Amos Alonzo Stagg Field is the name of two successive football fields for the University of Chicago. Beyond sports, the first Stagg Field (1893–1957), named for famed coach, Alonzo Stagg, is remembered for its role in a landmark scientific achievement of Enrico Fermi and the Metallurgical Laboratory during the Manhattan Project. The site of the first artificial nuclear chain reaction, which occurred within the field's west viewing-stands structure, received designation as a National Historic Landmark on February 18, 1965.[1] On October 15, 1966, which is the day that the National Historic Preservation Act of 1966 was enacted creating the National Register of Historic Places, it was added to that as well.[2] The site was named a Chicago Landmark on October 27, 1971.[3]

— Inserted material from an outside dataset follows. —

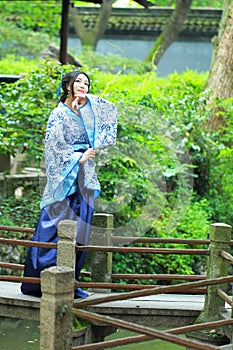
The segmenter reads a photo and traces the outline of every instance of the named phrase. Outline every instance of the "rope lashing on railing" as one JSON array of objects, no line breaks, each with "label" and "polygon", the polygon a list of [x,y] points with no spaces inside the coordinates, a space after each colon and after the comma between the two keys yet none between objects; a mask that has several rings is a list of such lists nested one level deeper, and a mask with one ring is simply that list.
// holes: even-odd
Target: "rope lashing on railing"
[{"label": "rope lashing on railing", "polygon": [[227,295],[222,289],[217,289],[217,294],[222,298],[228,305],[232,306],[232,298]]},{"label": "rope lashing on railing", "polygon": [[57,249],[56,243],[37,242],[37,241],[29,241],[29,240],[14,239],[14,238],[0,238],[0,244],[19,245],[22,247],[30,246],[30,247]]},{"label": "rope lashing on railing", "polygon": [[[185,238],[153,238],[153,237],[124,237],[112,236],[113,243],[173,243],[173,244],[197,244],[209,245],[209,239],[185,239]],[[233,243],[233,241],[232,241]]]},{"label": "rope lashing on railing", "polygon": [[0,226],[0,231],[34,233],[35,229],[31,227]]},{"label": "rope lashing on railing", "polygon": [[230,261],[230,263],[233,265],[233,256],[226,252],[225,250],[222,250],[220,253],[221,257],[226,259],[227,261]]},{"label": "rope lashing on railing", "polygon": [[[98,288],[98,289],[115,289],[115,290],[145,290],[150,288],[155,288],[155,284],[120,284],[120,283],[110,283],[110,282],[76,282],[76,286],[80,288]],[[186,293],[196,293],[205,294],[206,287],[203,288],[192,288],[191,291],[186,291]],[[178,293],[182,293],[178,292]]]},{"label": "rope lashing on railing", "polygon": [[37,277],[1,276],[0,275],[0,281],[39,284],[41,280],[40,278],[37,278]]},{"label": "rope lashing on railing", "polygon": [[171,286],[156,286],[154,288],[143,289],[139,291],[120,293],[120,295],[111,295],[105,297],[99,297],[94,300],[79,300],[74,302],[74,307],[83,308],[89,305],[97,305],[101,303],[106,303],[116,300],[127,300],[130,298],[138,298],[142,296],[156,295],[161,293],[177,293],[177,292],[187,292],[193,288],[206,287],[217,284],[231,283],[233,282],[233,276],[219,277],[214,279],[209,279],[205,281],[189,282],[174,284]]},{"label": "rope lashing on railing", "polygon": [[[179,328],[173,328],[166,331],[166,333],[171,334],[184,334],[188,332],[203,330],[203,329],[210,329],[210,328],[219,328],[222,326],[227,326],[233,324],[233,319],[229,320],[220,320],[220,321],[214,321],[214,322],[208,322],[208,323],[199,323],[191,326],[184,326]],[[78,350],[102,350],[106,348],[112,348],[120,345],[128,345],[133,343],[140,343],[148,340],[152,340],[154,337],[149,335],[138,335],[138,336],[132,336],[132,337],[125,337],[125,338],[119,338],[116,340],[108,340],[108,341],[102,341],[95,344],[86,344],[86,345],[79,345],[79,347],[73,347],[72,350],[78,349]]]},{"label": "rope lashing on railing", "polygon": [[205,280],[206,275],[177,275],[177,274],[130,274],[130,273],[113,273],[111,275],[113,279],[125,279],[125,280],[185,280],[185,281],[199,281]]},{"label": "rope lashing on railing", "polygon": [[207,249],[173,249],[173,248],[144,248],[144,247],[112,247],[112,246],[76,246],[76,251],[98,251],[118,253],[153,253],[153,254],[186,254],[186,255],[209,255]]},{"label": "rope lashing on railing", "polygon": [[[92,321],[92,322],[101,322],[103,324],[109,324],[115,327],[127,329],[132,332],[137,332],[141,333],[144,335],[149,335],[152,336],[153,338],[158,338],[162,339],[165,341],[169,341],[171,343],[175,343],[178,345],[183,345],[183,346],[189,346],[192,349],[197,349],[197,350],[217,350],[219,348],[209,345],[209,344],[203,344],[194,340],[190,339],[185,339],[181,338],[175,334],[170,334],[168,332],[163,332],[163,331],[158,331],[153,328],[145,327],[145,326],[140,326],[135,323],[131,322],[126,322],[122,320],[118,320],[116,318],[112,318],[109,316],[103,316],[103,315],[98,315],[93,312],[87,312],[83,310],[76,310],[74,308],[69,309],[69,312],[71,312],[74,316],[81,317],[84,320],[87,321]],[[73,347],[72,350],[78,350],[79,347]]]}]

A Henry Moore sculpture, Nuclear Energy, in a small quadrangle commemorates the location of the nuclear experiment.[1] The University's current Stagg Field a football, soccer, and track field is located a few blocks away and reuses one of the original gates.

  1. ^ a b Site of First Self-Sustaining Nuclear Reaction Archived 2015-04-05 at the Wayback Machine, NHL Database, National Historic Landmarks Program. Retrieved 11 February 2007.
  2. ^ "National Register Information System". National Register of Historic Places. National Park Service. July 9, 2010.
  3. ^ "Site of the First Self-Sustaining Controlled Nuclear Chain Reaction". City of Chicago Department of Planning and Development, Landmarks Division. 2003. Retrieved March 31, 2007.